Bulgaristan geçiş vizalarımız var. Gümrükte beklerken, koyu renk komple kıravratlı bir bay otomobilin plakasına baktıktan sonra, fransızca konuşarak kendisini Sofya’dan gelen Yugoslav diplomatı olarak tanıttı. Nereye gittiğimizi sordu. İstanbul’a deyince, Trieste’den bu yana merakla beklediğimiz Türkiye’deki durumu ‘Aman sakın, geri dönün. Orada kan gövdeyi götürüyor. Zaten giriş de yasak’ şeklinde açıkladı. Çok üzülmüş, etkilenmiştik. Sofya’da telefonla Büyük Elçiliğimizi aradım. İçimizi rahatlatan iyi haberi oradan aldık. Yugoslav diplomatın iddiasının aksine, Türkiye’de yönetimde düzen, halkta güven hâkimdi. Sınırlarda girişler serbest, çıkışlar izine bağlıydı. Bulgaristan’ın parke döşeli düzgün yollarından hızla geçerken, sağda solda bakımlı meyve bahçelerinin ağaçları kıpkırmızı kiraz dolu. 
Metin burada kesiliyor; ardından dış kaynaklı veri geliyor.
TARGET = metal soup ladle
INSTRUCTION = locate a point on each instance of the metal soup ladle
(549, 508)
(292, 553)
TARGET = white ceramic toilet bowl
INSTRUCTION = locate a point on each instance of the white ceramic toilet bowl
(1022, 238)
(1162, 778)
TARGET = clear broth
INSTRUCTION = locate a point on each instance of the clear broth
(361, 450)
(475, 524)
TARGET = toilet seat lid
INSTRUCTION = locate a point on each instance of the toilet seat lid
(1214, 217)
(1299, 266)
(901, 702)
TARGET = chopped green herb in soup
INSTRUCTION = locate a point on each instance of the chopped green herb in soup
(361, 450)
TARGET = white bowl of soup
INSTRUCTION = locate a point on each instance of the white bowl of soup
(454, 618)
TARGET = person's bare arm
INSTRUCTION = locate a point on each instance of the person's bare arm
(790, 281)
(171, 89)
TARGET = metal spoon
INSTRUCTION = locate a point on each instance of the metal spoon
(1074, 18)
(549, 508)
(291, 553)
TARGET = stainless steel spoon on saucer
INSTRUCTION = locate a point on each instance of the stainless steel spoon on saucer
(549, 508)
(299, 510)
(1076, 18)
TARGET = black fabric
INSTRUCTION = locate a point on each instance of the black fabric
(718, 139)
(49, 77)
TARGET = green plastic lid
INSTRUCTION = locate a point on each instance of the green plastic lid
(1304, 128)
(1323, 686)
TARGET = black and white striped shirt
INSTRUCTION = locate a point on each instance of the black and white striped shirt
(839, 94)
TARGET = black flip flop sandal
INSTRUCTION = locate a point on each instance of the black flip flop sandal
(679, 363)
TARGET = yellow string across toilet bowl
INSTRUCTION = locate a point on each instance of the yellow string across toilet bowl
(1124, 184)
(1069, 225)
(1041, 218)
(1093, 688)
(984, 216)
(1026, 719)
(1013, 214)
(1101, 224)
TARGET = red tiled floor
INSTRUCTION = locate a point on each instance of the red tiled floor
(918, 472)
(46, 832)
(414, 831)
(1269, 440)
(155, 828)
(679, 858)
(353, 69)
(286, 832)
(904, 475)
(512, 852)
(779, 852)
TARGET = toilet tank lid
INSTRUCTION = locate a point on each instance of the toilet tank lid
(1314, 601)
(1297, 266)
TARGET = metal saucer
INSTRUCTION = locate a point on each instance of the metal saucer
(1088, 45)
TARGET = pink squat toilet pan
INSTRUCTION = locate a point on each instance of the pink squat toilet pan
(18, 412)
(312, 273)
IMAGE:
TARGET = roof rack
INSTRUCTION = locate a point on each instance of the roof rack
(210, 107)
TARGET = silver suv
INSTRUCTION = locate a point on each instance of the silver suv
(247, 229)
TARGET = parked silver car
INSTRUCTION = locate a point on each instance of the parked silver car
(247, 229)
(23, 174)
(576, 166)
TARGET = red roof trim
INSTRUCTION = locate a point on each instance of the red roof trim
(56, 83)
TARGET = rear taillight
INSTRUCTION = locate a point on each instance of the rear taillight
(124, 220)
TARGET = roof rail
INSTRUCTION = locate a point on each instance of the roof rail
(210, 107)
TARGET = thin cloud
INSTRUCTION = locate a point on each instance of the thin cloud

Kapıkule’de kısa bir asker kontrolünden geçirildik. Edirne-İstanbul arasında bu, defalarca tekralandı, ama biz memnunduk, ülkemizde düzen vardı, askerler de bizim askerlerimiz.Ve nihayet İstanbul göründü. 

Kişilerin, kurumların eserleridir, onların değerlendirilme ölçütü. 1961 Anayasası 27 Mayıs hareketinin eseri... 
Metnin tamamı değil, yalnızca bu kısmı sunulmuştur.